Macro- and microstructuring of deep drawing tools for dry forming processes

Abstract

In forming processes, lubrication is needed to reduce friction and wear occurring at the contact areas between the work-piece and the tool. This is provided by separating these surfaces as well as transporting abrasive wear out of the sliding interface. With high interest in waste avoidance and efficient use of resources, today’s industry aims for substituting these lubricants. Thereby, deposition of coatings or local surface structuring offer a different way to reduce friction in forming processes. For instance, this can be reached by using different hard coatings as well as by utilizing manufacturing methods capable to control and reduce the contact area in the tribological system.

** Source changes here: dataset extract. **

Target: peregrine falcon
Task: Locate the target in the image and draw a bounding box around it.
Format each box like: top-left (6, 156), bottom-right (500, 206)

In this project, the flange area of a deep drawing tool was macro-structured by turning-process (rotational symmetric geometry) and by milling-process (non rotational-symmetric part) to decrease the contact area of the work-piece up to 94% during the forming process. Also, the drawing edge radius of the tools was coated with different types of hydrogen-free tetrahedral amorphous carbon layers, e.g. with a sp³-ratios between 60% and 70%. Together with the subsequently introduced micro-features on the ta-C layer, employing the innovative method of Direct Laser Interference Patterning (DLIP), a further reduction of the contact areas was possible as well as to produce local rehybridization of the ta-C material. Also, high-throughput surface texturing of semi-finished sheet metals by DLIP process was performed, for reducing friction by minimizing also the contact area with the deep drawing tool. Forming of test strips showed the influence of the macro-structured flange area by reducing the friction force down to 75%. In addition, different modelling tools were developed for calculating both the process window and to determine the generation of wrinkles during deep drawing with macro-structured tools. The macro-structured deep drawing tools could also enlarge the process limits by increasing the stability against wrinkling of the sheet metal during the drawing process. The ta-C coating on the die radius without application of lubrication was capable to reduce the friction coefficient up to 20% compared to uncoated lubricated conditions. Performed tensile-bend tests on micro-structured ta-C coated cylinders also demonstrated the potential to reduce friction, as well as an excellent capability to reduce wear compared to the standard conditions.